The Fondation Crédit Mutuel Alliance Fédérale was established in 2021. Its main purpose is to support climate protection and projects that promote social and cultural inclusion.

==Criticism==
The image of the former Citibank Germany, which was named “Germany’s most customer-oriented bank” in 2006 by the University of St. Gallen, Handelsblatt, and Steria Mummert Consulting, has also been accompanied by controversy over the years (e.g. consumer protection and Plusminus). Due to its bad image, in 2004, Citibank initiated a new international campaign Unsere gemeinsame Verantwortlichkeit.

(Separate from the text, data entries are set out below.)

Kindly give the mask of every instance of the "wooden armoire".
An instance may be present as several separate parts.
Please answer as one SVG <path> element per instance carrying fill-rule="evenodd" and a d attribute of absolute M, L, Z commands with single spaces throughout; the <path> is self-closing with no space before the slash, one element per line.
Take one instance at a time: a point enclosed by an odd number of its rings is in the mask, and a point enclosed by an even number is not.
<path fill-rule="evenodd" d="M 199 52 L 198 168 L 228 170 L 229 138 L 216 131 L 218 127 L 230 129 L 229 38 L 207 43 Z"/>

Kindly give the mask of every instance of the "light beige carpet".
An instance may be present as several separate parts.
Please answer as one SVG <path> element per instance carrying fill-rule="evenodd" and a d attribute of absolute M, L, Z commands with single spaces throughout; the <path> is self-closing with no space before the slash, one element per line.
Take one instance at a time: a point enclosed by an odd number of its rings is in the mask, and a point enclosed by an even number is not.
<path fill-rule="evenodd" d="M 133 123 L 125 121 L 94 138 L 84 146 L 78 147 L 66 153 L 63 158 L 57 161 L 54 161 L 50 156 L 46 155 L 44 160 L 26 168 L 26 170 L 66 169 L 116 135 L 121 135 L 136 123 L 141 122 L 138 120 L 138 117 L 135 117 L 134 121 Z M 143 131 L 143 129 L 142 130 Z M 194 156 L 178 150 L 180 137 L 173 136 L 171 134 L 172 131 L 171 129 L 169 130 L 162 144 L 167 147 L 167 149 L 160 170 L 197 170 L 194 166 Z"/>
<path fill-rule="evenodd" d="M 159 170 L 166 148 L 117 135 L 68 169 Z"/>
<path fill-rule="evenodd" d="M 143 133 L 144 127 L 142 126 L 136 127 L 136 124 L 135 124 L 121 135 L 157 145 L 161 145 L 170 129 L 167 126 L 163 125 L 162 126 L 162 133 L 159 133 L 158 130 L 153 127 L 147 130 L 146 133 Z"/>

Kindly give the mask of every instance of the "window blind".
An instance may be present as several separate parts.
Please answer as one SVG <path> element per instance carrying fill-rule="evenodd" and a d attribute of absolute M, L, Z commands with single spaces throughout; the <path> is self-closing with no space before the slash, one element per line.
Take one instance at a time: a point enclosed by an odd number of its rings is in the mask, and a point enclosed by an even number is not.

In the course of the breakdown of the American investment bank Lehman Brothers on September 15, 2008, Citibank was criticised in Germany again. According to numerous media reports certificates by Lehman Brothers were sold especially in Citibank branches as a secure investment to private customers – among them many pensioners – who as a result were confronted with the total loss of their investment. It was said that in Germany alone about 50,000 people were affected and the majority were Citibank customers. According to media reports, financial experts accused Citibank as leading sales partner of Lehman Brothers of providing fresh capital for the investment bank by massively pushing sales of Lehman certificates in Germany. On May 28, 2009, Citibank announced a successful end to long negotiations with the consumer assistance office NRW with which the bank agreed on a curtesy arrangement of €27 million. This agreement was positively reflected on by the media, but the syndicate of Lehman-victims criticized the agreement as insufficient and mainly beneficial for the bank. They criticized that the curtesy offer would only equal 5% of the approximate total damage of €475 million and even according to Citibanks own calculations around two thirds of damaged customers would get nothing. The compensation model looks at a multi-step refund of 30 up to 80% for those cases which are about existence threatening sums and it involves extensive exclusion criteria. The detailed criteria were published on the website of the consumer assistance office NRW. In fall 2009, the North Rhine-Westphalia consumer assistance office found that 15 banks were not passing on lower refinancing costs to their customers, including Citibank with an overdraft interest rate of 16.99% for its Extra account. In 2010, it issued warnings to three banks, taking legal action against two of them: Targobank and Sparda-Bank Münster. In December 2011, the Regional Court of Düsseldorf decided that Targobank's interest clause was illegitimate and Targobank's attempt to have the judgment reversed failed. Due to the rebranding from Citibank to Targobank, consumerists criticised that the earlier transition from KKB to Citibank in 1991 had not changed the criticism of the credit business. They argued that the business model would only aim at acquiring new credit customers and turning them into long-term debtors.